Собрание сочинений. Том 1. Золотой клюв. На горе Маковце. Повесть о пропавшей улице
Шрифт:
— А касаемо седовин в стенах и сводов проваленных, — прямо приказывал Долгорукой, — для сего, отче Макарий, изволь повелеть все амбарцы открыть, где все каменны да деревянны запасы лежат…
Не успел старец Макарий и рта раскрыть, как из сеней раздался голос Федора Шилова:
— Имею слово до тебя, воевода.
— Да уж входи, пушкарь, — с легкой насмешкой позвал воевода.
Федор Шилов перешагнул порог.
«Ну и глазастой!» — опасливо оценил его про себя старец Макарий.
А Федор, взглянув на короткую, крепкую, как бочка, фигуру соборного старца, вспомнил патера Иосифа Брженицкого, у которого он когда-то служил конюшим.
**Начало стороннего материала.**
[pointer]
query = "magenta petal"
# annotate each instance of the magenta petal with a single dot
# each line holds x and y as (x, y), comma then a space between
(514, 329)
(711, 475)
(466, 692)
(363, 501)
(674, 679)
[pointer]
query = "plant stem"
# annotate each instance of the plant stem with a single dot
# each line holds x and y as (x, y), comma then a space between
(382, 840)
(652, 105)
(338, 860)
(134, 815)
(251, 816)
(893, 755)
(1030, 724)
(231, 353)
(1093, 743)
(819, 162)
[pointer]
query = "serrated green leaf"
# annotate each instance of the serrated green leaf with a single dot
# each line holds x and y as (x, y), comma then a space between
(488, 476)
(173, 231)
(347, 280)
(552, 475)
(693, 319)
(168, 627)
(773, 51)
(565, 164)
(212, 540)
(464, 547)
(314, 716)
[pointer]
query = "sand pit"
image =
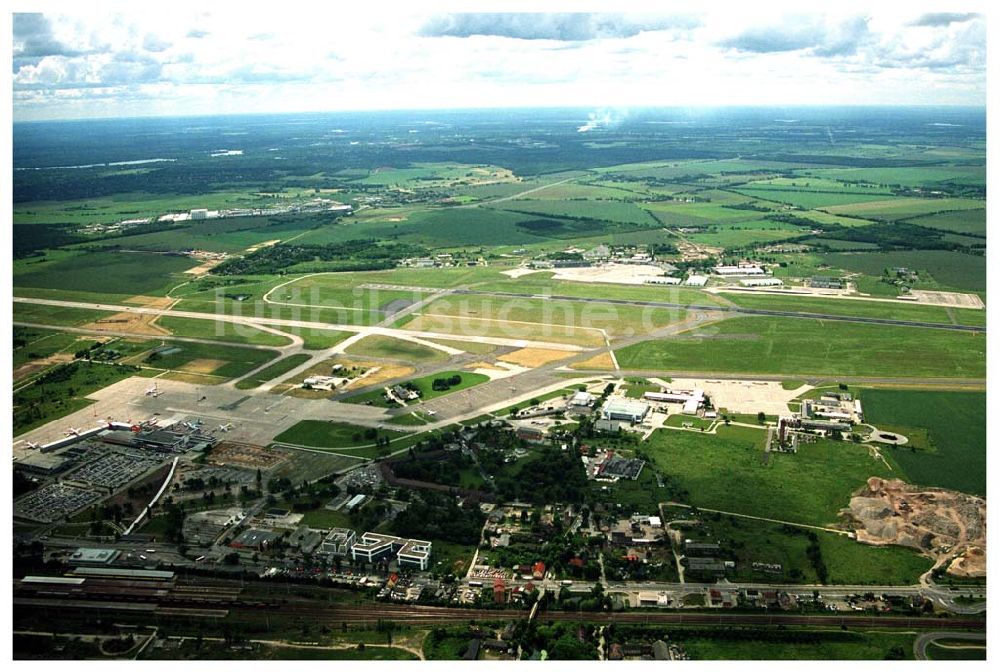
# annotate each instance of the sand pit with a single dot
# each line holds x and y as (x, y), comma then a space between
(947, 525)
(532, 357)
(744, 396)
(229, 453)
(950, 299)
(204, 267)
(620, 274)
(602, 361)
(202, 365)
(520, 271)
(135, 323)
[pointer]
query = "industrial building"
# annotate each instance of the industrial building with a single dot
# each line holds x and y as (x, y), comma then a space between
(739, 270)
(761, 282)
(692, 400)
(338, 542)
(621, 408)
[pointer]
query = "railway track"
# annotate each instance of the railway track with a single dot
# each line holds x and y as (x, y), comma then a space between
(206, 600)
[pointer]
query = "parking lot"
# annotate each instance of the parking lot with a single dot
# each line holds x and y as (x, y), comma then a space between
(54, 502)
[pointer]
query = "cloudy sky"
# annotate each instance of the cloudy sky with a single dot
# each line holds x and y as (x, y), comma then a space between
(233, 58)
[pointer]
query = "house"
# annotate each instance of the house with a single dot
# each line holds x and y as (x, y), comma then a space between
(622, 408)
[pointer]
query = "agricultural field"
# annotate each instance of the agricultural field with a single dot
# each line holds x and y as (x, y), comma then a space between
(949, 270)
(726, 471)
(141, 273)
(808, 199)
(956, 425)
(971, 222)
(801, 346)
(904, 208)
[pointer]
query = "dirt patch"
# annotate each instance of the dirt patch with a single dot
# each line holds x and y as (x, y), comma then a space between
(266, 243)
(135, 323)
(204, 268)
(532, 357)
(248, 455)
(602, 361)
(946, 525)
(950, 299)
(193, 378)
(36, 365)
(202, 365)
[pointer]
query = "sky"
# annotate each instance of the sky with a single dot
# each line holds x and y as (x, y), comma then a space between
(78, 60)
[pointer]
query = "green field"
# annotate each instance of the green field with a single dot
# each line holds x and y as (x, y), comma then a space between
(395, 348)
(62, 391)
(964, 272)
(972, 222)
(323, 434)
(956, 425)
(726, 472)
(219, 361)
(904, 208)
(849, 307)
(814, 347)
(868, 645)
(279, 368)
(808, 199)
(141, 273)
(221, 331)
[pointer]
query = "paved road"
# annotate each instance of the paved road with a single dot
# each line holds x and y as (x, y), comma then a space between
(923, 641)
(733, 309)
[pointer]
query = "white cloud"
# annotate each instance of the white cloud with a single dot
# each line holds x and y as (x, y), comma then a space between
(188, 61)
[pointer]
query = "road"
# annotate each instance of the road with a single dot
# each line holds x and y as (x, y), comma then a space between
(732, 309)
(926, 639)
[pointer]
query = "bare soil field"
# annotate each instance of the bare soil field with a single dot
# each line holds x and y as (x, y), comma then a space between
(532, 357)
(246, 455)
(946, 525)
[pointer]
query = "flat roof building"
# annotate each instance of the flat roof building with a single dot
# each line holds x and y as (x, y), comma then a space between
(410, 552)
(620, 408)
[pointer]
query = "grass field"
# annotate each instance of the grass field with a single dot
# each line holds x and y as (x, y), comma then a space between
(540, 319)
(950, 269)
(56, 315)
(227, 361)
(220, 331)
(279, 368)
(904, 208)
(812, 198)
(814, 347)
(44, 401)
(962, 221)
(847, 561)
(726, 472)
(103, 272)
(869, 645)
(956, 425)
(323, 434)
(394, 348)
(852, 308)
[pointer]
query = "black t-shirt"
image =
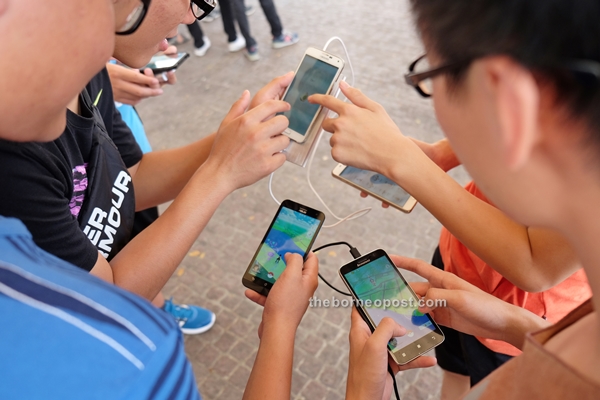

Сходство между патером Брженицким и Макарием — в повадке и осанке — показалось Федору столь разительным, что он усмехнулся про себя: «Что ни поп, то зубастой рот да каменной лоб!» От этой смешливой думки Федор почувствовал себя еще увереннее.
— И я, пушкарь, все стены примечаю: надобно будет опосля огненного боя заделки в стенах ладить не мешкая, для того надобно каменных дел мастеров загодя нарядить.
— Ино сыскать их надобно, — сказал воевода.
— Да уж сысканы, воевода.
— Иде ж они, те мастера?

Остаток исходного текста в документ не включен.